My heart thudded. Elijah smiled at me again. ‘You know your mother was a beautiful woman, Rachel. And your father was a good friend to me. Not a geneticist. That is why he was never, individually, a RAGE target. But a good friend, nevertheless. He knew much of what happened, though not the details of where I sent Apollo. And he told no one. So, then the firebomb, which I escaped, and the running away to Germany where RAGE found me and tried again to kill me. And I realised that I would be running for the rest of my life. And I nearly killed myself, Rachel. Maybe you cannot imagine that suffering. I was alone and despised with no money, no backing, no resources. No life. It took me nearly ten years to find a way to build back my research. And all the time I thought of Theodore, whom I was keeping carefully hidden from RAGE – and of you, whom they didn’t realise even existed. My two precious creations.’

There was a long pause. Elijah Lazio held me with his eyes. They were like laser beams, probing right inside my head.

‘Why do you not believe, Rachel?’ he said softly.

His eyes were somehow drawing the truth out of me.

‘Because Rebecca was beautiful.’ Tears welled up, a twisting, miserable sensation in the pit of my stomach. Mel had been standing near the kitchen door. Now she walked over and squatted down beside me. She squeezed my hand.

Elijah sat back in his chair. ‘Interesting,’ he said. ‘I wish I could show you to those
idiotas
at RAGE. You are proof, all the proof needed, that a clone is not a carbon copy of another individual. That each fresh unit is a new creation and that, if given a different environment to grow in, even one where the parents are the same, it will develop differently from the original – both physically and mentally.’

Each fresh unit?

He sounded as if he was delivering a lecture or something. I stared at him uncertainly. His eyes had glazed over, as if he were thinking about something far, far away. Then he snapped back to attention and I felt the full force of his gaze again. Mel let go of my hand and stood up.

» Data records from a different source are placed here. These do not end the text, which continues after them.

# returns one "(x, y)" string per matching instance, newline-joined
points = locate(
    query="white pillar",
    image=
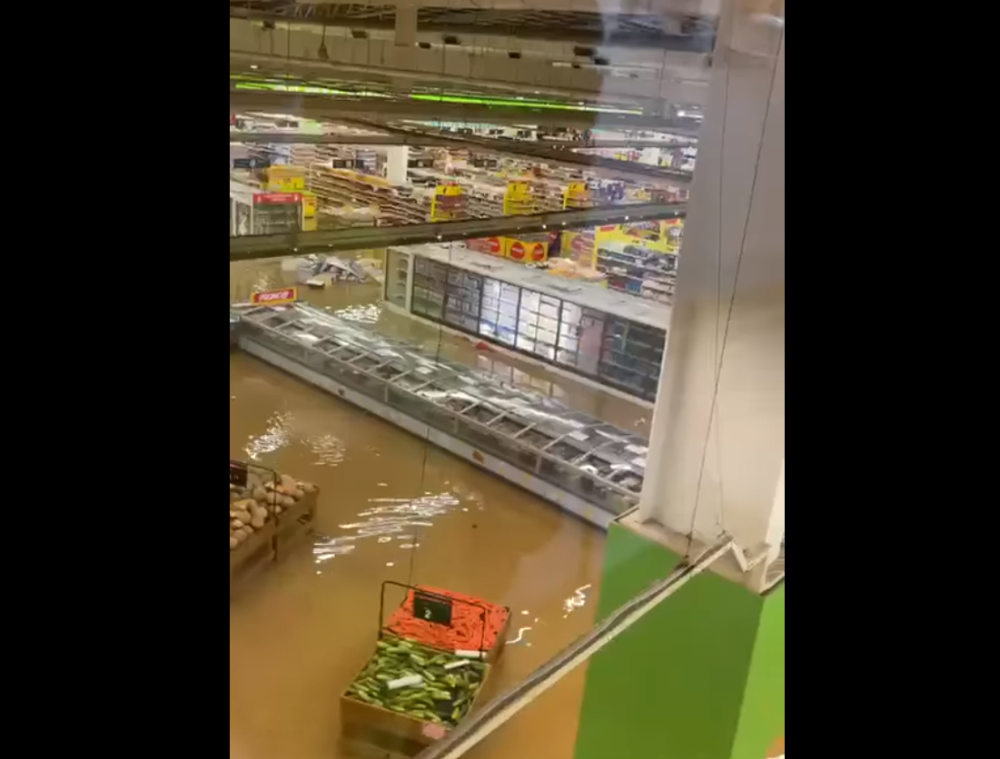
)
(717, 448)
(406, 23)
(396, 161)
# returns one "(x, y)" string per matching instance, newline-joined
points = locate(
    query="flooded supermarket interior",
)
(506, 404)
(393, 507)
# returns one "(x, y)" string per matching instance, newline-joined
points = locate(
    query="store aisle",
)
(390, 509)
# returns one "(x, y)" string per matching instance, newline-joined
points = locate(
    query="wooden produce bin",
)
(251, 556)
(370, 730)
(295, 525)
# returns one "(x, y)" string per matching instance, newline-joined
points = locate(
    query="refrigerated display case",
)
(580, 463)
(613, 339)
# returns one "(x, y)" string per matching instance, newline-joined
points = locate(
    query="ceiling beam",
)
(324, 107)
(429, 140)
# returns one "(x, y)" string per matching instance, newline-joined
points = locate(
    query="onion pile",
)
(251, 507)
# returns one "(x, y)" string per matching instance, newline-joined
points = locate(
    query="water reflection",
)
(385, 519)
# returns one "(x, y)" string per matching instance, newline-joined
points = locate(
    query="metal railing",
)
(481, 724)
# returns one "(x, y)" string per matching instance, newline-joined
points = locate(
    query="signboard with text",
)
(275, 297)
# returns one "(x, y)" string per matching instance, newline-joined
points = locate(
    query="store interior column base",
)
(700, 677)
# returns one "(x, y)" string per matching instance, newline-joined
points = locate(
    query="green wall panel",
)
(672, 686)
(763, 717)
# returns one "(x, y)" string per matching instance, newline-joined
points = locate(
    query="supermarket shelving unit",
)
(612, 339)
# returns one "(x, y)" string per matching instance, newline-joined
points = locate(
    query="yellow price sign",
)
(518, 191)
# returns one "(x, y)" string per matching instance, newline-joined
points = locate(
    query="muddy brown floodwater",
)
(393, 508)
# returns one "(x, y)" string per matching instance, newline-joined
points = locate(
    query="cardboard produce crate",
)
(255, 553)
(373, 730)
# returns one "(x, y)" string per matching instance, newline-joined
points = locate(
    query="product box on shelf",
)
(530, 250)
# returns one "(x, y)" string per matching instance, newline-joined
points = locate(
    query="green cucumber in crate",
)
(411, 679)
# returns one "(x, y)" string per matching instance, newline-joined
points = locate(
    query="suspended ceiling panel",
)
(680, 82)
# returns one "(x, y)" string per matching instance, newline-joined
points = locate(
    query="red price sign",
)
(275, 297)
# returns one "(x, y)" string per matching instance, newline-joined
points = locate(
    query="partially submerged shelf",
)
(588, 467)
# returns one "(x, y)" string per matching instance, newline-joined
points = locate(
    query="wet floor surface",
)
(392, 508)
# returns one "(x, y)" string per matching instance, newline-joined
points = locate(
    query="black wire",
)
(739, 264)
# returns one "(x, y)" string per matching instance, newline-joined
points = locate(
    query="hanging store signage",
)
(275, 297)
(432, 608)
(275, 198)
(252, 163)
(237, 474)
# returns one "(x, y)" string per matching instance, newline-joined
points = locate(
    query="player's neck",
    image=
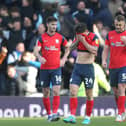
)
(51, 33)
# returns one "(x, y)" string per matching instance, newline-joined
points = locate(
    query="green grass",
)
(99, 121)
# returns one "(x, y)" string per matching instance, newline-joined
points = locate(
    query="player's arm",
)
(37, 52)
(91, 48)
(74, 44)
(123, 38)
(105, 56)
(67, 52)
(105, 53)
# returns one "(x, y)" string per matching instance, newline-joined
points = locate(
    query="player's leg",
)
(74, 86)
(89, 82)
(73, 104)
(56, 83)
(44, 82)
(113, 74)
(121, 91)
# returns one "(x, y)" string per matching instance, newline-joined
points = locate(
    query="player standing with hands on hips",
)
(50, 45)
(87, 45)
(116, 44)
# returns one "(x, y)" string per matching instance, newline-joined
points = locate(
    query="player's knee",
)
(46, 93)
(73, 93)
(55, 93)
(89, 97)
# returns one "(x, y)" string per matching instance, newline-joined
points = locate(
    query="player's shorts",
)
(85, 73)
(48, 77)
(117, 76)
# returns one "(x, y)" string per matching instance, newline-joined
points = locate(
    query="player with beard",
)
(116, 44)
(50, 46)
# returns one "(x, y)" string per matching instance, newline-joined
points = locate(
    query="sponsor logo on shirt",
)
(57, 41)
(51, 48)
(117, 44)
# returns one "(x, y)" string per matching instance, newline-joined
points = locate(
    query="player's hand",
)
(62, 62)
(104, 64)
(123, 38)
(4, 50)
(42, 59)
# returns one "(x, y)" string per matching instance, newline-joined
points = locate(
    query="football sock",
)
(56, 103)
(89, 107)
(47, 105)
(73, 105)
(121, 104)
(116, 100)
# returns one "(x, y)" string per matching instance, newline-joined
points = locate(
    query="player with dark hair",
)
(87, 45)
(116, 44)
(50, 45)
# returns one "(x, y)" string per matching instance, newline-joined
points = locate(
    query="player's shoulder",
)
(113, 32)
(92, 35)
(59, 35)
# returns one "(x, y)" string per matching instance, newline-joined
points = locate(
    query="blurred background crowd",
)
(23, 21)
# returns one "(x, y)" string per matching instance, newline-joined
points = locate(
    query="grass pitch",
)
(97, 121)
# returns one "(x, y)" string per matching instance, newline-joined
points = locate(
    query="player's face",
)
(52, 26)
(119, 26)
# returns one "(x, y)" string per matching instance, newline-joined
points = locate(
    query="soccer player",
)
(50, 45)
(87, 44)
(116, 44)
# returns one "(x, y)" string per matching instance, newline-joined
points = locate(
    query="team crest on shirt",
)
(57, 41)
(97, 41)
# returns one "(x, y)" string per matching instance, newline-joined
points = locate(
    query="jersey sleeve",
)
(95, 41)
(64, 41)
(39, 42)
(107, 41)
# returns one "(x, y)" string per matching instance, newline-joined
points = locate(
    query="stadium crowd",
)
(23, 21)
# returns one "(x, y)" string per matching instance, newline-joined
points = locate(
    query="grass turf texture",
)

‘Go to the bathroom, Rachel,’ he ordered. ‘And this time look – really look – in the mirror.’

I did as I was told. The way Elijah spoke, you didn’t feel you had much choice. There was no sign of Theo on the landing – his bedroom door was shut. I wondered vaguely how he was feeling – but my mind was mostly focused on Elijah’s command.

In the bathroom I stared at the dark-edged mirror above the cracked enamel sink. An anxious, plump-faced girl with lank, skank hair stared back at me.